In READER RABBIT 2ND GRADE, the titular hare and his lion friend Sam are blasted with cheese balls and knocked from their flying "dreamship" by the wicked pirate rats (or pi-rats) who are out to steal Reader's magical vessel. The heroes are caught by a monkey scientist who offers to help get them back to their ship if they can help him fix his hovercraft (which has been covered in gooey cheese). Reader and Sam embark on an adventure to collect the items they need to fix the hovercraft. Along the way, they'll play mini-games that include putting antonyms together, piecing together mathematical equations, and identifying the parts of various insects.
Is it any good?
Reader Rabbit 2nd Grade features educational mini-games (not always the biggest draw for kids) presented in a fun, cartoon-like manner, complete with fully animated scenes and original songs.
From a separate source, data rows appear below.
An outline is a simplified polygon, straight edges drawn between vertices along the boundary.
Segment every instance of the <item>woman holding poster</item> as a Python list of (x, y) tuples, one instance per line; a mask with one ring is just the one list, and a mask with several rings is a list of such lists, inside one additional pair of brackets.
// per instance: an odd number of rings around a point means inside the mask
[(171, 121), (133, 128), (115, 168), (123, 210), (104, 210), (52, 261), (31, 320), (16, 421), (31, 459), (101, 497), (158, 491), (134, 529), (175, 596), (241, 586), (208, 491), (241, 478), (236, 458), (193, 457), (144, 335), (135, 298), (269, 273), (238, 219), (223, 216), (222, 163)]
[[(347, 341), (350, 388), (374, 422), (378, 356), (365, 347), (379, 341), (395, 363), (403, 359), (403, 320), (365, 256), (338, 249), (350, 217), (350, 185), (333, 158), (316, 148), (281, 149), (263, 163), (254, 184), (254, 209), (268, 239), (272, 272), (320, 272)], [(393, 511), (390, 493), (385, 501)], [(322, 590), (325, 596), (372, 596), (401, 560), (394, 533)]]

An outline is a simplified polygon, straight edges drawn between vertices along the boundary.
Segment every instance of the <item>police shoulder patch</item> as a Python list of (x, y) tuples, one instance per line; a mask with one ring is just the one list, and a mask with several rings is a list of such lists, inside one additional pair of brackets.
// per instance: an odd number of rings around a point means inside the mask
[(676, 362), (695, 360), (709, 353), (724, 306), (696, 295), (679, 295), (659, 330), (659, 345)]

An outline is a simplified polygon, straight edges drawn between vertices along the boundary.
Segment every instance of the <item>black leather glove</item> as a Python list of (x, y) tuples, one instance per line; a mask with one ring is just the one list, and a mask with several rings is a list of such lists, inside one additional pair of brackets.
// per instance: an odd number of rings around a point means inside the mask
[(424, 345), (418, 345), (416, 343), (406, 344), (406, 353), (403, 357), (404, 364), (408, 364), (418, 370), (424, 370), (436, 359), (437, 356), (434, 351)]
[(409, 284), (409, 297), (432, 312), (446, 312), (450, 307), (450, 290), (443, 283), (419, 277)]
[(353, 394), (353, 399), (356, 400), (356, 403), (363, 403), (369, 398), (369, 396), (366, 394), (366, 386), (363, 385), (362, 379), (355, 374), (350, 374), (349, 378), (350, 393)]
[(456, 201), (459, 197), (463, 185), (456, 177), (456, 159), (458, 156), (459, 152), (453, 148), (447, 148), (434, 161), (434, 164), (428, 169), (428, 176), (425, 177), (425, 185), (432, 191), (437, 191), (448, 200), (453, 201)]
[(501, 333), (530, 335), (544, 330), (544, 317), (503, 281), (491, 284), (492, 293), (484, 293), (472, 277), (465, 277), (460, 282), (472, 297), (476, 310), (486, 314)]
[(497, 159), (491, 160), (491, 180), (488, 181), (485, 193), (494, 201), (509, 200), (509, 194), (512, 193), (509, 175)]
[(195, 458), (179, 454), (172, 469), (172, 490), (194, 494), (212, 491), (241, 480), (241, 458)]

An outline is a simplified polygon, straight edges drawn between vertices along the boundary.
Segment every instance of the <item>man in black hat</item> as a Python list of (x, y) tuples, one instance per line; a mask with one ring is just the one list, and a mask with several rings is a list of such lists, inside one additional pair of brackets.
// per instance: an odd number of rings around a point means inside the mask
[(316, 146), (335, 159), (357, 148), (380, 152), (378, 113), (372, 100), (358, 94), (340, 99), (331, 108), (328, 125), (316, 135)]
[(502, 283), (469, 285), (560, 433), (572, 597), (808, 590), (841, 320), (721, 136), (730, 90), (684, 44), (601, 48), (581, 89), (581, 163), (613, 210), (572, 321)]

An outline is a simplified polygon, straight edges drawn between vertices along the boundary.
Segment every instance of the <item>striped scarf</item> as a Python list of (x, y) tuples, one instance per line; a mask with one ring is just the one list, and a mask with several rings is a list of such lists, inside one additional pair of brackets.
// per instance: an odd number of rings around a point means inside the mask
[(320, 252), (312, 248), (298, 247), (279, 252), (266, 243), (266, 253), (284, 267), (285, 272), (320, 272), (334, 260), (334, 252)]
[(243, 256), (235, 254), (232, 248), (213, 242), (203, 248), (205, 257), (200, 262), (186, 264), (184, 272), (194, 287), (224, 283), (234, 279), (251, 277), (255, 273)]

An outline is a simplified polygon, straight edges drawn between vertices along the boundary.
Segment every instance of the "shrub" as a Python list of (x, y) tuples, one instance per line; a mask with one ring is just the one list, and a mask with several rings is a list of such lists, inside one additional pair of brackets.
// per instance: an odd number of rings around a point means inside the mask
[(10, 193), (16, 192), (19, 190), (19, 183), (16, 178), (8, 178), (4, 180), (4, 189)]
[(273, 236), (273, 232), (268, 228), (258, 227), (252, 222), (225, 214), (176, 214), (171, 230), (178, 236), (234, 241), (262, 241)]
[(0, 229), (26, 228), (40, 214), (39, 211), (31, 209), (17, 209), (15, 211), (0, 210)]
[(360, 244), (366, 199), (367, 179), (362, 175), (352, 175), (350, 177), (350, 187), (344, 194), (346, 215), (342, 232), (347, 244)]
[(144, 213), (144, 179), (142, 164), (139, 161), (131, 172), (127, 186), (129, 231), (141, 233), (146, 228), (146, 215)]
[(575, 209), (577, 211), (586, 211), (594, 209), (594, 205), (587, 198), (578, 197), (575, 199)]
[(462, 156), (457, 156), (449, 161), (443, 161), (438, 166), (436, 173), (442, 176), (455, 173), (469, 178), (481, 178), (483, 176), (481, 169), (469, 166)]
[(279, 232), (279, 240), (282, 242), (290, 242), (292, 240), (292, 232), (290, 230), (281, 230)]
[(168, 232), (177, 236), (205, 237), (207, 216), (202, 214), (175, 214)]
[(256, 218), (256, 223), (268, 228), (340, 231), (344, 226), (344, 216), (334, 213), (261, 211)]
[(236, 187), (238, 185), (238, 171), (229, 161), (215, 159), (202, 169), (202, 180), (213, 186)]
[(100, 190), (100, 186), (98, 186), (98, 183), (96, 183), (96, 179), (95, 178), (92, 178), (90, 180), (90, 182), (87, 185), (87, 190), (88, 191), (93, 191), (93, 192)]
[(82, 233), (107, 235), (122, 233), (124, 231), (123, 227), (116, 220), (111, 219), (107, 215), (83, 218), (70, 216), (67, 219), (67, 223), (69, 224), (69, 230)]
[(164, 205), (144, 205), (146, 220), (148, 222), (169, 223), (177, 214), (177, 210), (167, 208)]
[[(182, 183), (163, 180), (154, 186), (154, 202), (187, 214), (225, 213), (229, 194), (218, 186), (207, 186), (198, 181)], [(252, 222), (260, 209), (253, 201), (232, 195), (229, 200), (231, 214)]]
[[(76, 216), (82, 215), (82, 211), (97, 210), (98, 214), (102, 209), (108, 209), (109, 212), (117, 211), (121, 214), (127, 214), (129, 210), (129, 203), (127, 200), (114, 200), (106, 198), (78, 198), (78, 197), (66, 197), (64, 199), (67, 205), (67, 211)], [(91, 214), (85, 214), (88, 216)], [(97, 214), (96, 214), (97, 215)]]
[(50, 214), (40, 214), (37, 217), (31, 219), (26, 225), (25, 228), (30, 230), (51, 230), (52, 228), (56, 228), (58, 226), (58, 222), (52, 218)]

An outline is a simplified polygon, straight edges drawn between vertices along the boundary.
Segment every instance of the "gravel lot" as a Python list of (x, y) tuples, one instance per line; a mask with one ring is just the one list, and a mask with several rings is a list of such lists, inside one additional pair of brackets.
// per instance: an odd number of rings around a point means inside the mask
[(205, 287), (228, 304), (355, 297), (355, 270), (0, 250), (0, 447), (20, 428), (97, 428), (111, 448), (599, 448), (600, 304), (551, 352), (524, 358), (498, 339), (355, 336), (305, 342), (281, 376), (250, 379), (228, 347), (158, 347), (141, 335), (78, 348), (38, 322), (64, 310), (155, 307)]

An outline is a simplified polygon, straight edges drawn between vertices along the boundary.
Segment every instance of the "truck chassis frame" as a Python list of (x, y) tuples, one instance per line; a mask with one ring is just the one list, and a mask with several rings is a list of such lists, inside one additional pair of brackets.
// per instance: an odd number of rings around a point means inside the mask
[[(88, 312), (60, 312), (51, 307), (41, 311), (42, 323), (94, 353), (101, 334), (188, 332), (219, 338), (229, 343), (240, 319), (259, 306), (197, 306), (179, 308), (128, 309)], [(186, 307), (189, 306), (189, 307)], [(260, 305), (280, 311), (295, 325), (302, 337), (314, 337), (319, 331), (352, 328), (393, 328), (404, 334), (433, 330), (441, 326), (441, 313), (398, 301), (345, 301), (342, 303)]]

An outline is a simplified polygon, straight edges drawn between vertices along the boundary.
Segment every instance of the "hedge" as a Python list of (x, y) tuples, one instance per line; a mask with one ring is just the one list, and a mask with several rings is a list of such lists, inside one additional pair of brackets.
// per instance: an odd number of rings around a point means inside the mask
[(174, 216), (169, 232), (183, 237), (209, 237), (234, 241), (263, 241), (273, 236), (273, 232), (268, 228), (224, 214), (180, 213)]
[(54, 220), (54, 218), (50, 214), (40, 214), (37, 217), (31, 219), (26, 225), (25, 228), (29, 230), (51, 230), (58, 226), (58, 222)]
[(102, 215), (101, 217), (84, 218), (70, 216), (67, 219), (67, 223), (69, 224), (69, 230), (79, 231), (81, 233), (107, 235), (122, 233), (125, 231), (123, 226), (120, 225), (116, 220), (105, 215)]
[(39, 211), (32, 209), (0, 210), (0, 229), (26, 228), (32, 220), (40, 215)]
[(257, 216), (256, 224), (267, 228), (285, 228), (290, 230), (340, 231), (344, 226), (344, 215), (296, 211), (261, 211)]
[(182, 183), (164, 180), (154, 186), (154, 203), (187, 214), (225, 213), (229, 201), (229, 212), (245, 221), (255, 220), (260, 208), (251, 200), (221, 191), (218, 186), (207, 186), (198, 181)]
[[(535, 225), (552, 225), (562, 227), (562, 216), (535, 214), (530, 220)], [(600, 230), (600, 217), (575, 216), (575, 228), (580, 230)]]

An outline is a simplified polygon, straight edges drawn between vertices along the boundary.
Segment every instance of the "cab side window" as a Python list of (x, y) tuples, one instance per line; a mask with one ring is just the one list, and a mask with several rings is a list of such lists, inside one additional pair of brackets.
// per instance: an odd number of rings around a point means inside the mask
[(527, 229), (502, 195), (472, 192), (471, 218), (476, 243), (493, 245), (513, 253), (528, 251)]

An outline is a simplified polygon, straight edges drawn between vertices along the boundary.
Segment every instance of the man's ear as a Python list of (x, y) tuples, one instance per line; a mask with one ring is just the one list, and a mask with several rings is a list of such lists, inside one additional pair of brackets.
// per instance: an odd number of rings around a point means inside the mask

The package goes a long way toward making the experience a truly fun one for kids, and not seeming like homework or test prep.
The three difficulty levels cover a lot of ground, so younger kids can definitely play as well (even if they might find the precision-pointing of the Wii remote more of a challenge than their older counterparts). All in all, this is a solid package.
Families can talk about...
Families can talk about the educational lessons in the game. Do the lessons here match those you're learning in school? Do you think the games here can serve as good practice for school?
Families can also discuss how to make the best use of an educational video game like this. How often should a child be a allowed to play explicitly educational games? More often than entertainment-only games?